Continuing with our efforts here at Warming Law to keep our loyal readers appraised of small but noteworthy developments in the sometimes-arcane world of global warming litigation, today we're prepared to report an interesting tidbit out of the auto industry's lawsuit against California.
In that case, Central Valley Chrysler-Jeep v. Goldstene, the lead plaintiffs-- who joined with General Motors, Daimler-Chrysler, and the Alliance of Automobile Manufacturers to file suit against California's clean cars law-- are a group of car dealerships from the state's Central Valley region (thus the case being heard in the U.S. District Court in Fresno).
However, just last week, plaintiffs' attorneys filed proposed orders to remove three of those dealers from the lawsuit. In other words, they're bailing (and in the case of Merle Stone Chevrolet and Merle Stone Porterville. they've apparently been asking to get out for nearly a year, despite judicial inaction).

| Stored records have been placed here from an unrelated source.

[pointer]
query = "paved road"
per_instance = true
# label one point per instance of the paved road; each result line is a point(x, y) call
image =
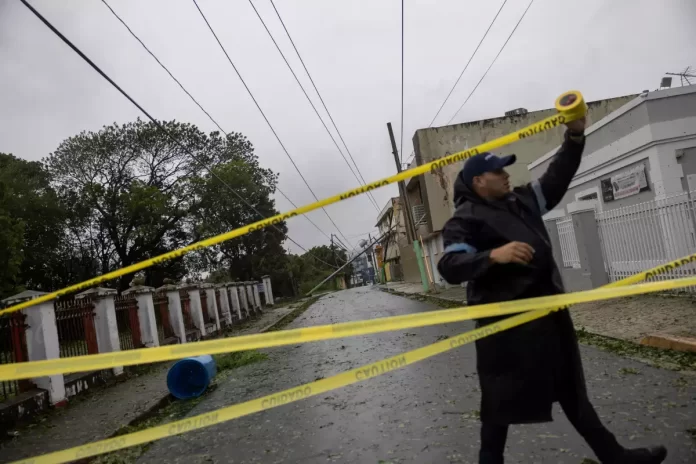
point(425, 413)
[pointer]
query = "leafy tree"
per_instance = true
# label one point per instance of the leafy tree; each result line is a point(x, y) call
point(31, 227)
point(252, 255)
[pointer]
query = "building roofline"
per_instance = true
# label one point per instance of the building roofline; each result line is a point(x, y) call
point(527, 115)
point(385, 210)
point(656, 95)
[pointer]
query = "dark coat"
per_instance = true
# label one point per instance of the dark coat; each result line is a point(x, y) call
point(523, 370)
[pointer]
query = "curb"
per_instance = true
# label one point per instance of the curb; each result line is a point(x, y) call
point(670, 342)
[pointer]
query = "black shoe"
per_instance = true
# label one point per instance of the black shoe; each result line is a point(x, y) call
point(654, 455)
point(490, 458)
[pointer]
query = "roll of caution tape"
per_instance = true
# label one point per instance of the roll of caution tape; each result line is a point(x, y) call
point(575, 112)
point(572, 103)
point(346, 329)
point(313, 388)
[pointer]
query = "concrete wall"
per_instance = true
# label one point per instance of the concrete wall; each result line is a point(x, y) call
point(433, 143)
point(657, 129)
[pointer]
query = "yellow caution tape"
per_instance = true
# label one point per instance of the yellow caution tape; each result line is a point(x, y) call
point(570, 111)
point(33, 369)
point(310, 389)
point(281, 398)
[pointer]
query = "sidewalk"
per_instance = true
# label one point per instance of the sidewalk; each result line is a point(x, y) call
point(636, 319)
point(102, 412)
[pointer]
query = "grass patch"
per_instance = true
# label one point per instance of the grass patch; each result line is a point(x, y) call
point(234, 360)
point(304, 306)
point(668, 359)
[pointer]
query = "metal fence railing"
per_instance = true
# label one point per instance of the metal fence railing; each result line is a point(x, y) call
point(569, 246)
point(204, 307)
point(127, 322)
point(165, 331)
point(638, 237)
point(13, 349)
point(77, 335)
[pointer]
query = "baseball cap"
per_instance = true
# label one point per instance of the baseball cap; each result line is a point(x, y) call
point(484, 162)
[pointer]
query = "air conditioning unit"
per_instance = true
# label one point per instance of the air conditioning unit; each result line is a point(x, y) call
point(419, 215)
point(517, 112)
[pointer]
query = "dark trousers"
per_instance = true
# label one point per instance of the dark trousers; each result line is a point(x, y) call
point(580, 413)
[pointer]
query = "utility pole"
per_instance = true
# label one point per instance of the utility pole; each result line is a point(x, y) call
point(410, 226)
point(333, 254)
point(349, 261)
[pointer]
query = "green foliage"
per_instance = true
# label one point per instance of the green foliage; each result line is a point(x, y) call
point(31, 227)
point(107, 199)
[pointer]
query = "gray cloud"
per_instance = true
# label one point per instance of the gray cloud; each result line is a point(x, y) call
point(602, 48)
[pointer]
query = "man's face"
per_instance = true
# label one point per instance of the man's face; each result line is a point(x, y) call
point(493, 184)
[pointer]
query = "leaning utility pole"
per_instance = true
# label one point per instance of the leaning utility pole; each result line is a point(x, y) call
point(410, 226)
point(348, 262)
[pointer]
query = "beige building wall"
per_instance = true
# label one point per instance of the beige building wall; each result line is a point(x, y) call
point(430, 144)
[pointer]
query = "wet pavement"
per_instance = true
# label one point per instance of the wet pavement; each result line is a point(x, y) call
point(424, 413)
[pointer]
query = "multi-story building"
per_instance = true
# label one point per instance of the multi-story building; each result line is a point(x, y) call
point(394, 242)
point(431, 194)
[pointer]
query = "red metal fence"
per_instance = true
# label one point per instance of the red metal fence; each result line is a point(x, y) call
point(186, 310)
point(204, 308)
point(77, 335)
point(127, 321)
point(13, 349)
point(164, 325)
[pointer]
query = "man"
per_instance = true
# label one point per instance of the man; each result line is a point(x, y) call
point(496, 241)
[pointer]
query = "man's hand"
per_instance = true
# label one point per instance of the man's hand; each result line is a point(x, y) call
point(577, 126)
point(513, 252)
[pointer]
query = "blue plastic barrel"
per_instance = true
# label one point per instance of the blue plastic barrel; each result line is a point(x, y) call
point(188, 378)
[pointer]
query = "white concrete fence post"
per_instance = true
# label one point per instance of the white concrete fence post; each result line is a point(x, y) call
point(42, 342)
point(213, 310)
point(104, 320)
point(176, 317)
point(146, 314)
point(267, 290)
point(234, 299)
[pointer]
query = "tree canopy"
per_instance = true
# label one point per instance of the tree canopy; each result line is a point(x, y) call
point(107, 199)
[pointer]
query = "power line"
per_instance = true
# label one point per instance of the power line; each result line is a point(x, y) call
point(464, 70)
point(311, 103)
point(123, 92)
point(340, 136)
point(467, 63)
point(219, 127)
point(264, 115)
point(493, 62)
point(401, 146)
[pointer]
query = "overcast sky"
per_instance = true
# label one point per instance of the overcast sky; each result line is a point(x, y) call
point(605, 48)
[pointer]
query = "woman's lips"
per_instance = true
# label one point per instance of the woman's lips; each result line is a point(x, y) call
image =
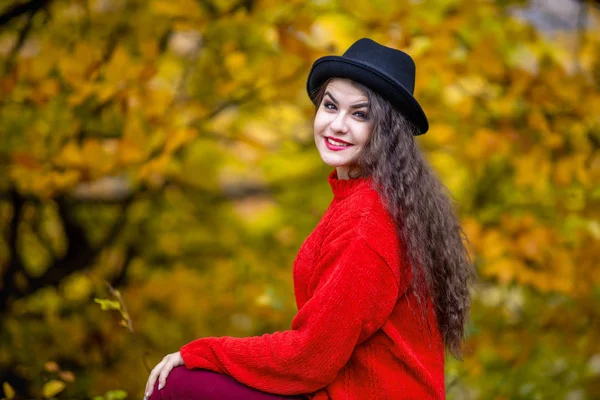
point(334, 147)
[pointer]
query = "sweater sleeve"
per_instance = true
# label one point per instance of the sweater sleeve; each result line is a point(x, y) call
point(353, 297)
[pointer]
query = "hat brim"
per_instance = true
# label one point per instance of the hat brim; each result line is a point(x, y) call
point(392, 90)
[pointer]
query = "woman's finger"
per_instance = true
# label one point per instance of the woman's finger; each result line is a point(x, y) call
point(153, 376)
point(164, 373)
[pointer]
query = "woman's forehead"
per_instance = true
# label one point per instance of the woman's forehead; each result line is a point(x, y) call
point(345, 90)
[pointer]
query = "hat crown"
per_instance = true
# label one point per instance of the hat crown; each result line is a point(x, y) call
point(394, 63)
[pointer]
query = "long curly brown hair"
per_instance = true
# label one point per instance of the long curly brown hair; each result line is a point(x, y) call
point(428, 228)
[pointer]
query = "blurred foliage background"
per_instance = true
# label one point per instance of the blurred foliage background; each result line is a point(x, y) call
point(165, 148)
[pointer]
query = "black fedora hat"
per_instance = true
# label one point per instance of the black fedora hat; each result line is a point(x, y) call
point(387, 71)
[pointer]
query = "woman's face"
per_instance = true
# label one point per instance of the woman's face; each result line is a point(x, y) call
point(342, 126)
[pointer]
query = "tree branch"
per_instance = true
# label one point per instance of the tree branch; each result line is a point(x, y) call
point(80, 254)
point(15, 11)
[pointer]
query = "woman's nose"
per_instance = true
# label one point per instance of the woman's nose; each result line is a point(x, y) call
point(339, 124)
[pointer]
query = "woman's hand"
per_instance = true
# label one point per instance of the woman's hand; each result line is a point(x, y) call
point(161, 371)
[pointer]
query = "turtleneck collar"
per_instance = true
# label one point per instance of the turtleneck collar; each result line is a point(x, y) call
point(344, 187)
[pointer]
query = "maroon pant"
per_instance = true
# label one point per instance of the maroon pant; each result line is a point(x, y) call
point(198, 384)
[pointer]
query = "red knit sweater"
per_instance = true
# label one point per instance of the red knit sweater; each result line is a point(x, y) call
point(358, 333)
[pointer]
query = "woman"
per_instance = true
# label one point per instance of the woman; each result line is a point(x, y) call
point(381, 284)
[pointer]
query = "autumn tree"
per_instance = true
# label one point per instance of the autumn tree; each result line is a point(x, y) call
point(165, 148)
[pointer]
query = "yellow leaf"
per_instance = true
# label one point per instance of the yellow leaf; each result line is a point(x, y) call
point(51, 366)
point(53, 388)
point(9, 392)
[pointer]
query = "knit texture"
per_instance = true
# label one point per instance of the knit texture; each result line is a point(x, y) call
point(359, 333)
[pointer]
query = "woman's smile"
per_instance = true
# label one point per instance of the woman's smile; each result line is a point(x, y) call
point(336, 144)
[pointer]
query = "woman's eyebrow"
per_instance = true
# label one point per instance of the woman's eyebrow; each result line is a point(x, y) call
point(353, 106)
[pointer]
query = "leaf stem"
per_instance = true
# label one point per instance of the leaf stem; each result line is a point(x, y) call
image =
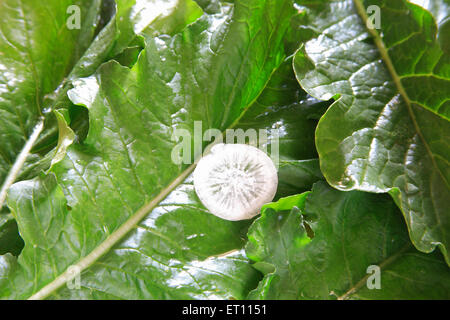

We're loath to speculate on any legal reasons for this change of heart-- the cost of over two years of litigation thus far quite possibly looms large. Still, its a legitimate question whether, with the state arguing that Massachusetts v. EPA aided its case and an almost identical lawsuit in Vermont resulting in failure-- not to mention polling indicating that California voters (aka their consumers) are even more demanding of action to fight climate change than people are nationally-- they've just had enough.